Review for Up to This Pointe
This book was really great, good story, good characters.
The book takes place in the now (Antarctica) and the then (San Francisco). Slowly we find out more and more about Harper (no, not named because of a certain book). We find out what drove her to go to Antarctica, we find out all the reasons why she ran away, ran away to a place where no one would be able to get to, where she would be having some peace and quiet.
I liked this format, though I have to say at times it was a bit annoying, the Antarctica parts were getting great and then we would switch over again.
I felt sorry for Harper. I can imagine why she might have run away to Antarctica and stay there for several months. Working so hard to get to be a ballerina in one of the top spots, years of devoted dancing, training for days and weeks, but then finding out slowly that maybe it isn’t for you to be a top ballerina. That apparently your body isn’t the right one, or that you do things not the right way.

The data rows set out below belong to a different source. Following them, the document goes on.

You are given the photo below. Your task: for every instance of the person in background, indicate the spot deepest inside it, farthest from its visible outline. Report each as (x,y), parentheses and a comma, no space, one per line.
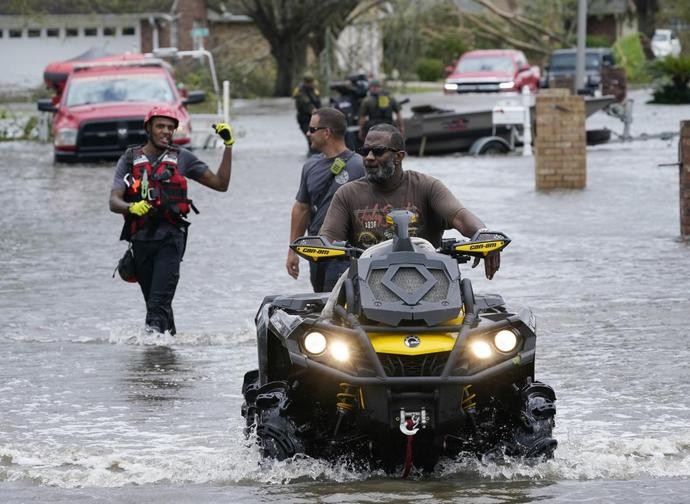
(357,213)
(379,108)
(322,175)
(307,99)
(150,190)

It must hurt so badly to find that all out after years. Having your teacher push you to try something different, something you absolutely don’t want, even if you love doing it in a way. Because that is not what you had in mind for your future and you don’t want to have anything else. You just want to dance, to be the top. To be everything. To dance all your life.
I can also imagine she didn’t want to believe it, didn’t want to see what was right in front of her eyes.

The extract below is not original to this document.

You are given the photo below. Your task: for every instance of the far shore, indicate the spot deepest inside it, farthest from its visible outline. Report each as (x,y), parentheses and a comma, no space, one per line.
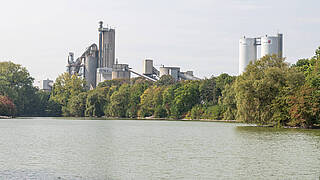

And then to find out that your best friend is doing all that and also more than that, I can imagine it must hurt even more. It might even feel like a betrayal.

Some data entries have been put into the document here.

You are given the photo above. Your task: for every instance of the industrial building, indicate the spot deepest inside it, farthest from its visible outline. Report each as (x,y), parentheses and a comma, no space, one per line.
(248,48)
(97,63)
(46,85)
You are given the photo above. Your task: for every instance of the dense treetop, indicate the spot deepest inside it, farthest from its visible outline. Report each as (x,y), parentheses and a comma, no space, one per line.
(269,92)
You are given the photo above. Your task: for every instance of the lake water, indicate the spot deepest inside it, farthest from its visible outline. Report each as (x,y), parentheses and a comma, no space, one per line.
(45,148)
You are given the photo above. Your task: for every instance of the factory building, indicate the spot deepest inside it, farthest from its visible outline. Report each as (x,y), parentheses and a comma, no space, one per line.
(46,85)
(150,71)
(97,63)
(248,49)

The San Francisco parts are parts filled with hope, but also with sadness and hard work. With trying to do something, anything. To find a love, a boy named Owen, who is there for her when she needs him.
The Antarctica parts are filled with sadness, with hopelessness, but also with new found hope, with growth, and much more.
I loved the Antarctica parts the most, as you could just see her grow. You could see her accept, go through the stages of grief. They were the parts that spoke the most to me.
I loved Vivian and Charlotte, they were terrific characters, even though I have to say that I didn’t like Vivian in the beginning, but slowly this ice queen will melt and show another side, a side that I loved. I am glad though that the writer didn’t make it instant friendship, I think I would just have been annoyed with it. Harper is at that place to find peace and quiet, not instant friendship.
The ending was perfect and really fitted with Harper, I am happy with her choice and I am happy for her. She deserves it. I am glad that she grew and found out all her answers and more.
There were just two things I didn’t like in this whole book.
1) The hallucinations she has. I know it is T3 and all that, but come on, her talking to some dead character was just weird and out of place. In the end I was just like: “Oh, she is hallucinating again? sighs skips” I am sure it was meant to be her inner self or something, showing up due to T3, but it really didn’t work for me this way.
2) The love triangle. I know, I know she isn’t officially with Owen and all that, but I hated that she was crying and reading those emails from him, and then went on dates/kissed with another guy. It just pissed me off. You can’t have both girl. What were you planning? Dating both of them in the end? HAHAHA, no.
All in all this is a great book. Ballet, Antarctica, boys, finding yourself and much much more. And I just love that title for the book + the cover is also really well done (ballerina in a warm jacket + ice around her). I would recommend this book to everyone.